Sulfuretin stimulates chondrocyte differentiation in cell culture. (A) C3H10T1/2 cells were differentiated into chondrocytes in the presence of sulfuretin (10 or 20 μM) for 12 days followed by Alcian Blue staining. (B) Relative mRNA expression levels of early chondrocyte genes (Col2a1, Aggrecan, and Sox9), late chondrocyte genes (Col10a1, Mmp3, and Mmp13), and adipocyte genes (Pparg, Fabp4, and Cd36) after sulfuretin treatment were determined by real-time PCR. (C) Primary chondrocytes were isolated from mice at postnatal day 7 and treated with sulfuretin for 12 days. Relative mRNA expression was quantified by real-time PCR. Data shown represent mean ± SEM. Statistical significance was determined relative to a control by Student’s t-test (*P < 0.05; **P < 0.01).

Sulfuretin stimulates Nrf2 activity. (A) C3H10T1/2 cells were treated with sulfuretin (20 μM) for 0.5, 1, 2, 6, 12, and 24 hours and relative temporal expression levels of Hmox1 and Nqo1 were measured by real-time PCR. (B) Sulfuretin treatment at 5-40 μM for 6 hours in C3H10T1/2 cells increased Nrf2 protein levels as determined by western blotting. Actin was used for loading control and tBHQ (50 μM) was used as a control. Representative blot images and relative densitometry bar graph were shown (n = 3). (C) HEK293T cells were transfected with the Nrf2 dependent-antioxidant response element (ARE) luciferase reporter construct (6XARE) and an expression vector coding for Nrf2 (pcDNA3-Nrf2). After 24 hours, cells were treated with DMSO (control) or sulfuretin (20 μM) for 24 hours and luciferase activity was measured. Luciferase signals were normalized with Renilla luciferase activity. (D) Nrf2 wild type (WT) MEF or Nrf2 knockout (KO) MEF were treated with sulfuretin (20 μM) for 12 hours and expression levels of Nrf2 target genes were measured by real-time PCR. (E) C3H10T1/2 cells were differentiated into chondrocytes in the presence of tBHQ (100 μM) and relative levels of hypertrophic genes and Nrf2 target genes were determined by real-time PCR. Data are presented as mean ± SEM (n = 3).

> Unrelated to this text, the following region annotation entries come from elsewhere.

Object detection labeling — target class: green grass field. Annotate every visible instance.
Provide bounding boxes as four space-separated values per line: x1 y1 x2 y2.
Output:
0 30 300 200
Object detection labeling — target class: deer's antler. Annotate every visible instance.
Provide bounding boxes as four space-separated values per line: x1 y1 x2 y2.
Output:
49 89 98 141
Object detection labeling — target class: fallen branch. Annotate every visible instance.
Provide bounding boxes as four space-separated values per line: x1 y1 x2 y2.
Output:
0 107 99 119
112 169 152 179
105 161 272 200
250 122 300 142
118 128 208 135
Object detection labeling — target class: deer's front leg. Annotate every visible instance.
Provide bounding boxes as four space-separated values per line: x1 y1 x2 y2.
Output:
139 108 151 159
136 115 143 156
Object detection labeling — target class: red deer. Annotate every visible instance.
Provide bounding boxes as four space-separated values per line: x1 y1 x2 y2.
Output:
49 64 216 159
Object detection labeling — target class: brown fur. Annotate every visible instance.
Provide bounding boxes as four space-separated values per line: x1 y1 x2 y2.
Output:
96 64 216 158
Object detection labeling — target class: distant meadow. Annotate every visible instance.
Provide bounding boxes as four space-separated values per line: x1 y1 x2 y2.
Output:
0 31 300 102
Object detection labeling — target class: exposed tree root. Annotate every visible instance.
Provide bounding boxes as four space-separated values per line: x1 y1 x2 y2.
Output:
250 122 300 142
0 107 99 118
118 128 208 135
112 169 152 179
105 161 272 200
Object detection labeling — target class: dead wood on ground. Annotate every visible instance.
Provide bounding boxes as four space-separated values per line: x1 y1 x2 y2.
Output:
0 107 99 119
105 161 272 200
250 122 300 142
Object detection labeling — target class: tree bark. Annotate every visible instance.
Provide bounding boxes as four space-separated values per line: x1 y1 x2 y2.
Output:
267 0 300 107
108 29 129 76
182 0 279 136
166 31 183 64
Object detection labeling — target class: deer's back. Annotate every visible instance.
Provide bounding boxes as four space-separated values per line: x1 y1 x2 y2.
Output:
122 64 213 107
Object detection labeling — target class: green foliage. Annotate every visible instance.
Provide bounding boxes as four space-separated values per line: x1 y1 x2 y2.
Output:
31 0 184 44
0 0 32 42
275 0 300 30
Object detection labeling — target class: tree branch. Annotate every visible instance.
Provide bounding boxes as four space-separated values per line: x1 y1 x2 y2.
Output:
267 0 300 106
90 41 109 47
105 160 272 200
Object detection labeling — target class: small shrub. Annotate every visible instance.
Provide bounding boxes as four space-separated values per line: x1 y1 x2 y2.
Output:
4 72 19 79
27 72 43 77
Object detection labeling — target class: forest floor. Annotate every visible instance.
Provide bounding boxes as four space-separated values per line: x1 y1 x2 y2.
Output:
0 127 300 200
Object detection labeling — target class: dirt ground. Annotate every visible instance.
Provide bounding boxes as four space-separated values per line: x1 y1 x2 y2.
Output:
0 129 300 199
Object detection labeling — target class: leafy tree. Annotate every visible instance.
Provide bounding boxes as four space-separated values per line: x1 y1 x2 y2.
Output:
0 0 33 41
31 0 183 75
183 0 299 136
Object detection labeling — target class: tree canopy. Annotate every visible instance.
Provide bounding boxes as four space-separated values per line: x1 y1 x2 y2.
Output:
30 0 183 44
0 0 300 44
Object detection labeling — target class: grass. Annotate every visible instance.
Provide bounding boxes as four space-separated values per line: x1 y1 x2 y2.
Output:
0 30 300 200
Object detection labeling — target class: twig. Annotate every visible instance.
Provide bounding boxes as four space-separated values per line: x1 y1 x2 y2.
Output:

Statistical significance was determined by comparison to the control using Student’s t-test (*P < 0.05; **P < 0.01).

Sulfuretin treatment increases body length and Nrf2 target gene expression in zebrafish. (A) Zebrafish at 1 dpf were treated with sulfuretin (50 or 100 μM) for 4 days. Body lengths were then measured at 5 dpf. (B) Zebrafish at 1 dpf were treated with sulfuretin for 6 days and body lengths were measured at 7 dpf. (C) Total RNA was isolated from zebrafish after treatment with sulfuretin (100 μM) for 4 days and relative expression levels of mmp13a, col10a1a, col10a1b, ctgfa, and ctgfb were determined by real-time PCR. (D, E) Sulfuretin (100 μM) treatments increases the length of the ceratohyal (arrow) but not the parasphenoid (*) in zebrafish. (D) Whole mount in situ hybridization of col10a1 and ctgf. (E) Quantification of WISH staining in center of ceratohyal (col10a1), parasphenoid area (col10a1), and total length of ceratohyal (ctgf). (F) Zebrafish at 1 dpf were treated with sulfuretin for 4 days and expression levels of gclm, nqo1, gclc, and maff were measured by real-time PCR. Data are presented as mean ± SEM (n = 10 per group). Statistical significance was determined by Student’s t-test (ns, not significant; *P < 0.05; **P < 0.01).

Nrf2 is necessary for effects of sulfuretin on chondrocyte and bone growth in zebrafish. (A) Induction of chondrocyte genes by sulfuretin is blunted in Nrf2 knockdown cells. C3H10T1/2 cells were transfected with siRNA targeting Nrf2 (Nrf2 siRNA) and differentiated into chondrocytes for 12 days. Expression levels of Nrf2 targets (Hmox1 and Nqo1) and chondrocyte genes (Mmp3 and Mmp13) were measured by real-time PCR. Data are presented as mean ± SEM (n = 3). (B) Effects of sulfuretin and DMF on body lengths were compromised in nrf2 morpholino injected zebrafish. Sulfuretin (100 μM) or DMF (4 μM) was used to treat control morpholino or nrf2 morpholino injected zebrafish at 1 dpf for 4 days and their lengths were determined. Data are presented as mean ± SEM (n = 10). Statistical significance was determined by comparison with the control using Student’s t-test (ns, not significant; *P < 0.05; **P < 0.01).